Mahfud MD: Korupsi Era Reformasi Lebih Luas Dibanding Zaman Orde Baru

Islam Today   Kamis, 27 Mei 2021

img

Mahfud md: korupsi era reformasi lebih luas dibanding zaman orde baru (islamtoday id) – korupsi di era reformasi ini lebih meluas dibandingkan saat zaman orde baru (orba). Di masa orde baru terjadi korupsi besar-besaran namun terpusat dan diatur melalui jaringan korporasi oleh pemerintahan. “korupsinya dulu dimonopoli di pucuk eksekutif dan dilakukan setelah apbn ditetapkan,” kata menteri koordinator politik hukum dan keamanan (menko polhukam) mahfud md seperti dikutip dari tempo , rabu (26/5/2021). Kondisi tersebut tak bisa dibantah karena buktinya orde baru direformasi dan pemerintahan soeharto secara resmi disebut pemerintahan kkn (korupsi, kolusi, dan nepotisme).

“penyebutan itu ada di tap mpr, uu, kampanye politisi, pengamat, disertasi, tesis, dan lainnya,” ujar mahfud. Namun ia menuturkan memasuki masa reformasi kasus korupsi justru makin meluas. Sekarang ini, atas nama demokrasi yang diselewengkan, korupsi tidak lagi dilakukan di pucuk eksekutif, tetapi sudah meluas secara horizontal ke legislatif, yudikatif, auditif. Sedangkan secara vertikal kasus korupsi melanda dari pemerintah pusat sampai ke daerah.

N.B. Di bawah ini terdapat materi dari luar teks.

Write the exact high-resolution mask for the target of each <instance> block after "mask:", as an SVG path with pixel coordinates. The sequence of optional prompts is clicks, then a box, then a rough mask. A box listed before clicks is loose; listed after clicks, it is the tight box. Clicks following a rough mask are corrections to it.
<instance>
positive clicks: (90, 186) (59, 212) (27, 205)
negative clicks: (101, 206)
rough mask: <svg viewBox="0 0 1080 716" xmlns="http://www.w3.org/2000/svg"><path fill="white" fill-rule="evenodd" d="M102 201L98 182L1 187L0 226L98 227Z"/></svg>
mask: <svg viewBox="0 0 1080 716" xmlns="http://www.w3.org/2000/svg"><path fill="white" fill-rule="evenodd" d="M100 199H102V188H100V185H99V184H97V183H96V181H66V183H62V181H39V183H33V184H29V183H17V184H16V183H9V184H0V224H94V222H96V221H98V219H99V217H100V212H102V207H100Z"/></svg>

“lihat saja para koruptor yang menghuni penjara sekarang, datang dari semua lini, horizontal maupun vertikal,” kata guru besar hukum universitas islam indonesia (uii) itu. Menurutnya, kalau dulu korupsi dilakukan setelah apbn ditetapkan atas usulan pemerintah, tetapi sekarang ini sebelum anggaran jadi sudah ada berbagai negosiasi proyek untuk apbn dan apbd. Menteri pertahanan pada era gus dur ini menengarai banyak pejabat yang masuk penjara karena jual beli apbn dan perda. “saya bisa menunjuk bukti dari koruptor yang dipenjara saja,” tutur mahfud.

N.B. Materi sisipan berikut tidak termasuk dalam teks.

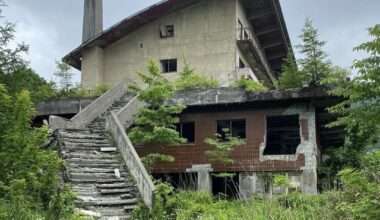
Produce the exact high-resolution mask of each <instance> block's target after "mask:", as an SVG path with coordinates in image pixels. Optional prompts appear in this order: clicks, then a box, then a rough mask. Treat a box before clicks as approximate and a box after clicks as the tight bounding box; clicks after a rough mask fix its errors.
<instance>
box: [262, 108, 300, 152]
mask: <svg viewBox="0 0 380 220" xmlns="http://www.w3.org/2000/svg"><path fill="white" fill-rule="evenodd" d="M266 142H267V143H266V147H265V150H264V154H265V155H289V154H295V153H296V151H297V147H298V145H299V144H300V143H301V138H300V125H299V116H298V115H290V116H270V117H267V140H266Z"/></svg>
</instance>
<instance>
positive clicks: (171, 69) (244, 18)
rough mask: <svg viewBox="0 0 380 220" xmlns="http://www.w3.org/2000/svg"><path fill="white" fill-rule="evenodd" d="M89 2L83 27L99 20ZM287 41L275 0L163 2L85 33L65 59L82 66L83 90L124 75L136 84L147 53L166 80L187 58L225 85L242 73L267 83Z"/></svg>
mask: <svg viewBox="0 0 380 220" xmlns="http://www.w3.org/2000/svg"><path fill="white" fill-rule="evenodd" d="M93 1H95V2H97V1H98V2H100V4H101V0H93ZM86 7H87V6H86ZM93 7H95V9H93V10H89V9H88V8H87V10H86V8H85V21H84V27H85V28H86V25H87V26H88V23H90V24H91V22H95V23H96V22H98V23H99V22H101V18H99V17H101V10H100V12H99V8H96V7H97V5H94V6H93ZM92 12H93V15H94V16H87V17H86V14H88V13H92ZM88 18H90V19H88ZM91 18H94V19H92V20H91ZM90 26H91V25H90ZM95 27H98V26H96V25H95ZM84 30H85V29H84ZM84 32H85V31H84ZM87 33H88V32H87ZM290 47H291V46H290V40H289V37H288V33H287V30H286V26H285V22H284V19H283V16H282V12H281V8H280V4H279V1H278V0H166V1H162V2H160V3H157V4H155V5H153V6H151V7H149V8H147V9H145V10H143V11H140V12H138V13H136V14H134V15H132V16H130V17H128V18H126V19H124V20H122V21H121V22H120V23H118V24H116V25H114V26H112V27H111V28H109V29H108V30H106V31H99V27H98V28H97V29H96V30H94V31H90V34H89V35H88V36H87V37H86V38H84V41H83V43H82V45H80V46H79V47H78V48H76V49H75V50H73V51H72V52H71V53H70V54H68V55H67V56H65V57H64V58H63V60H64V61H65V62H67V63H68V64H70V65H71V66H73V67H75V68H77V69H79V70H81V76H82V84H83V86H84V87H85V88H86V89H88V90H91V89H93V88H94V87H95V86H96V85H98V84H100V83H107V84H111V85H113V84H115V83H117V82H119V81H121V80H122V79H125V78H128V79H131V80H134V81H136V82H138V81H139V80H138V76H137V74H136V72H137V71H145V69H146V64H147V61H148V60H149V59H150V58H153V59H155V60H156V61H157V62H159V63H160V65H161V67H162V72H163V73H164V75H165V76H166V77H167V78H168V79H174V78H176V77H177V76H178V75H179V72H180V71H181V69H182V67H183V65H184V63H185V61H186V62H188V63H191V66H192V67H193V68H195V69H196V70H197V71H198V72H200V73H202V74H204V75H206V76H209V77H214V78H216V79H218V80H219V82H220V83H221V85H223V86H227V85H229V84H230V83H231V82H233V81H235V80H236V79H237V78H239V77H240V76H241V75H246V76H250V77H251V78H252V79H254V80H259V81H263V82H264V83H265V84H267V85H268V86H270V87H272V86H273V83H274V80H275V78H276V76H277V74H278V73H279V71H280V69H281V65H282V62H283V58H285V57H286V54H287V51H288V48H290Z"/></svg>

Mantan ketua mahkamah konstitusi (mk) ini menambahkan semua itu dilakukan atas nama demokrasi. Di sisi lain, pemerintah tidak mudah untuk menindak, karena di dalam demokrasi pemerintah tidak bisa lagi mengkonsentrasikan tindakan dan kebijakan di luar kewenangan. Itulah sebabnya, mahfud mengaku paham dengan istilah “demokrasi kriminal” yang pernah dilontarkan rizal ramli. “situasi ini perlu kesadaran moral secara kolektif, sebab tak satu institusi pun yang bisa menembus barikade demokrasi yang wewenangnya sudah dijatah oleh konstitusi,” katanya.

Kunci penyelesaian, menurutnya, tak cukup hanya dengan aturan-aturan atau jabatan. Sebab aturan dan jabatan dibuat melalui apa yang diasumsikan sebagai keharusan demokrasi. “jika para aktor demokrasinya bermoral bobrok, maka produk hukum dan pelaksanaannya pun akan bobrok. Hukum itu kan sangat ditentukan oleh moral para aktornya.

Itulah tugas kita ke depan,” tuturnya. Oleh karena itu, katanya, demokrasi perlu ditata ulang dengan keluhuran moral para aktornya agar yang tumbuh adalah demokrasi substansial, bukan demokrasi kriminal. Ia menilai ada dalil yang menyatakan bahwa dalam arti tertentu hukum adalah produk politik. Sementara itu, kritik terhadap mahfud terkait pemberantasan korupsi justru semakin kencang.

Keberadaan kpk saat ini dinilai mati kutu di masa pemerintahan jokowi dan di bawah menko polhukam mahfud. Kritik itu disampaikan salah satunya oleh politikus partai demokrat benny k harman. Mulanya, benny berpikir jokowi akan menjadi presiden yang melindungi dan memperkuat kpk. Namun, prediksinya keliru.

“semula saya pikir presiden jokowi benar-benar akan melindungi dan memperkuat kpk. Apalagi dengan diangkatnya prof mahfud md jadi menko polhukam di periode kedua presiden jokowi. Ternyata perkiraan saya meleset. Di tangan mereka berdua kpk mati kutu,” cuit benny seperti dikutip dari cnn indonesia , kamis (27/5/2021).